(07.06.2015) Nachdem ich im Mai spontan einige Kinderbücher schreiben durfte, nimmt die Arbeit an meinem Buch Stadtgespräche aus Hagen wieder Fahrt auf. Das wird auch Zeit, Ende des Monats soll das Manuskript fertig sein und noch immer fehlen Textfreigaben, Fotos, einige Texte und sogar Antworten auf meine Anfragen. Das heißt, in den nächsten Wochen werde ich viel telefonieren und manche ursprünglich geplanten Gespräche ersetzen. Ich könnte ohnehin ein Buch mit hunderten interessanter Persönlichkeiten schreiben, meine Reserveliste ist also ziemlich lang.
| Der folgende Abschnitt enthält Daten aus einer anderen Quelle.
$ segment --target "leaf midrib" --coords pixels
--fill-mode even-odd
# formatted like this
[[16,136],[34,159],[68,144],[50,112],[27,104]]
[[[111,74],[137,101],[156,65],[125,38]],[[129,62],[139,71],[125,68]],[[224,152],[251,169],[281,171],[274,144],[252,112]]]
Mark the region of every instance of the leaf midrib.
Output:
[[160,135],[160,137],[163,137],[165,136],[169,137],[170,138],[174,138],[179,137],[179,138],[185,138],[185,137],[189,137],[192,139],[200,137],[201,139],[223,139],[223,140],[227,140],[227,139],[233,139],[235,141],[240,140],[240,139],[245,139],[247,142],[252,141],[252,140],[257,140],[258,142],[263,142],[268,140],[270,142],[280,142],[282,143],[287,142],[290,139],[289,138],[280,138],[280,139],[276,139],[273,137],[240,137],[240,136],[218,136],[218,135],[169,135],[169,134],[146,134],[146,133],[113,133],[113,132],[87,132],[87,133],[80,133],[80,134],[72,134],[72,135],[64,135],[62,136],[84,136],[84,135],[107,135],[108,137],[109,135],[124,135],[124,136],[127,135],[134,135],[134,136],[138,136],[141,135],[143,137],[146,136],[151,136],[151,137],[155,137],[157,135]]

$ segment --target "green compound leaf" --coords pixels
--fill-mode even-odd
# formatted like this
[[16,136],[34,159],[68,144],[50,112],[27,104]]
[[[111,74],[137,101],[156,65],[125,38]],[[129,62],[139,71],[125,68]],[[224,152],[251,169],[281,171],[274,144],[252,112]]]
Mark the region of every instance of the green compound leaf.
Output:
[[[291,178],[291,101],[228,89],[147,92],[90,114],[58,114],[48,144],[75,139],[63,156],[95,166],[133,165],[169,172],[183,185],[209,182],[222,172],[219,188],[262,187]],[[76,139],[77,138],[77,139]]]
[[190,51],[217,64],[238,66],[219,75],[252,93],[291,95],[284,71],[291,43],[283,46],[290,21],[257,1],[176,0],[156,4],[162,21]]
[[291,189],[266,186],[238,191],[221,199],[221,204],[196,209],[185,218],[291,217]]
Doch davon wollte ich gar nicht berichten, sondern von den kleinen witzigen Erlebnissen und Assoziationen, die sich bei den Interviews, beim Schreiben und der Auswahl der Fotos ergeben.

So fragte zum Beispiel ein Interviewpartner, ob es eine schöne Zufahrtsstraße nach Hagen gäbe und ein anderer hat die Zufahrtstraße von der A 45 als seinen Lieblingsort genannt. Ich gebe zu, die A 46 bzw. die Heinitzstraße sieht im Frühsommer deutlich einladender aus als im Winter. Aber mal ehrlich, von einer Stadt, die zur Metropole Ruhr gehört, hätte mancher das nicht erwartet. Ich war überrascht, als ich von der stadtnächsten Brücke das Foto machte. Aber auch die anderen Orte werden sicher viele verblüffen. Ich wusste natürlich, dass Hagen einen hohen Grünbestand hat, aber dass die Ausblicke teilweise so atemberaubend sind, hätte ich nicht gedacht.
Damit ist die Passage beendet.